Critique : Goodbye Mister Christie

Nicolas Thys | 2 janvier 2012
Nicolas Thys | 2 janvier 2012

L'année commence à peine, les perspectives cinématographiques s'annoncent alléchantes et pourtant, on sait déjà qu'il sera difficile en 2012 de trouver un film plus étrange et déjanté que ce Goodbye Mr. Christie. Ceux qui connaissent déjà Phil Mulloy peuvent s'en douter, l'auteur de la fameuse trilogie Intolérance, qui débutait par la découverte d'une cassette vidéo venue d'une civilisation extra terrestre dont les individus qui la compose ont le sexe à la place de la tête et la tête à la place du sexe, revient en pleine forme. Son objectif avoué est de faire des films dont on se souvient, même si on ne les aime pas. C'est une réussite totale. Déjà, on s'en souviendra longtemps, et on ne peut qu'aimer tant la performance est grande.

Difficile en voyant cette chose noire et blanche de ne pas penser à Lewis Trondheim et à l'avant-propos de Lapinot et les carottes de Patagonie où il explique la dimension expérimentale de son ouvrage : apprentissage du dessin et de la BD à coup de gros traits qui s'affinent peu à peu, l'ensemble étant doté d'une forme prédéterminée et laissant libre court à l'improvisation humoristique. Goodbye Mr. Christie est en ce sens une expérimentation cinématographique folle. D'abord d'un point de vue narratif. On navigue ici dans l'improvisation totale avec un récit qui part dans tous les sens au gré des envies de l'animateur au moment même où il compose. L'humour est constant et dérangeant, et il suffit de rappeler que l'animateur est un britannique facétieux pour mieux le comprendre. Seul aux commandes, malgré ce que laisse entendre le générique final emprunté à Toy Story 3 avec des noms différents pour faire croire à un « gros » film, le réalisateur passe d'un début aux accents du Théorème de Pasolini à un chien qui parle, quelques tueries et une visite en enfer sans que ça ne choque vraiment.

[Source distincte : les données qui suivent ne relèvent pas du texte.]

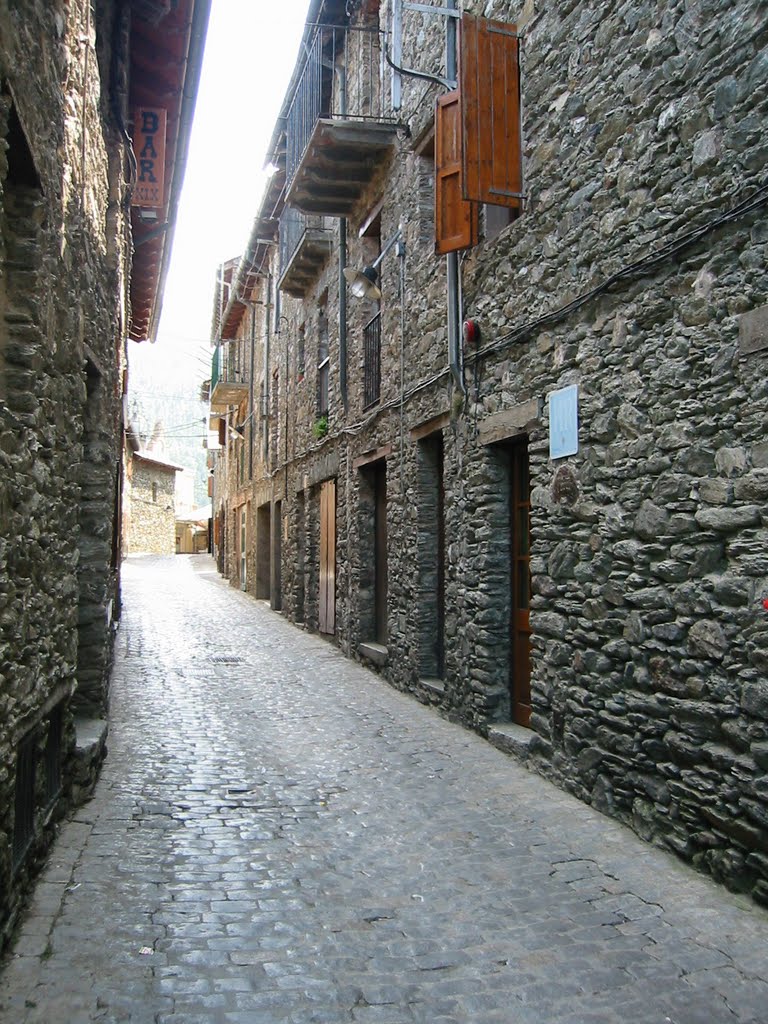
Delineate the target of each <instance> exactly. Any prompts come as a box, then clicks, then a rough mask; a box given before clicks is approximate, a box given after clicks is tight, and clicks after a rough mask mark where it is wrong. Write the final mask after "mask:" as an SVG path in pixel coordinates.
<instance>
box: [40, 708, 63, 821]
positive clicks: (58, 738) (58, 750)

Et une expérience formelle et graphique. Les dessins sont simples et volontairement moches. Des silhouettes noires et blanches simplifiées à l'extrême, une épure grossière posée sur des fonds colorés kitsch. D'une part c'est plus rapide à faire, et d'autre part, Mulloy peut s'affranchir de toute technique narrative préexistante pour réinventer un langage cinématographique de base. Dix images servent à animer chaque personnage, cinq pour les portraits de face, cinq autres pour les profils. Et à l'aide de ces séries d'images répétées à longueur de film, avec des flashs, véritables « blink » et « blank » composés sur ordinateur, l'animateur nous entretient de sa fascination pour le mouvement, pour le mouvement simple et originel, celui du cinéma. Mouvement saccadé et au rythme décomposé à une époque de toute puissance de la machine où on le veut toujours plus fluide.

Difficile encore de ne pas penser à Norman McLaren ici. Si le réalisateur canadien, le plus important expérimentateur plastique du 20ème siècle, avait vécu à l'ère du numérique qu'il n'a fait qu'entrapercevoir, on peut imaginer qu'il se serait amusé ainsi avec ces nouvelles formes. Les traits instables de Goodbye Mr. Christie font penser à de la gravure, mais sans pellicule, l'ordinateur ayant pris la place de cette dernière. Sérialité et répétition semblent être les nouveaux moteurs. De même pour la musique. Quand McLaren composait à même la pellicule les sons de ses films, Mulloy s'amuse avec des créations musicales numériques, ralentissant des morceaux préexistants et s'amusant en faisant référence à des sites internet qui conçoivent des musiques type.

Sous des airs que certains, trop habitués à Pixar et à la magie des grands studios, prendront pour du foutage de gueule, Mulloy donne en fait à réfléchir de manière unique sur le numérique, l'animation à l'ère des techniques récentes et l'acte de création. Il joue avec le spectateur, dérangeant ses habitudes de consommation d'image, inventant un langage numérique narratif et plastique pour revenir aux fondements de l'art cinématographique : mouvements et cadences.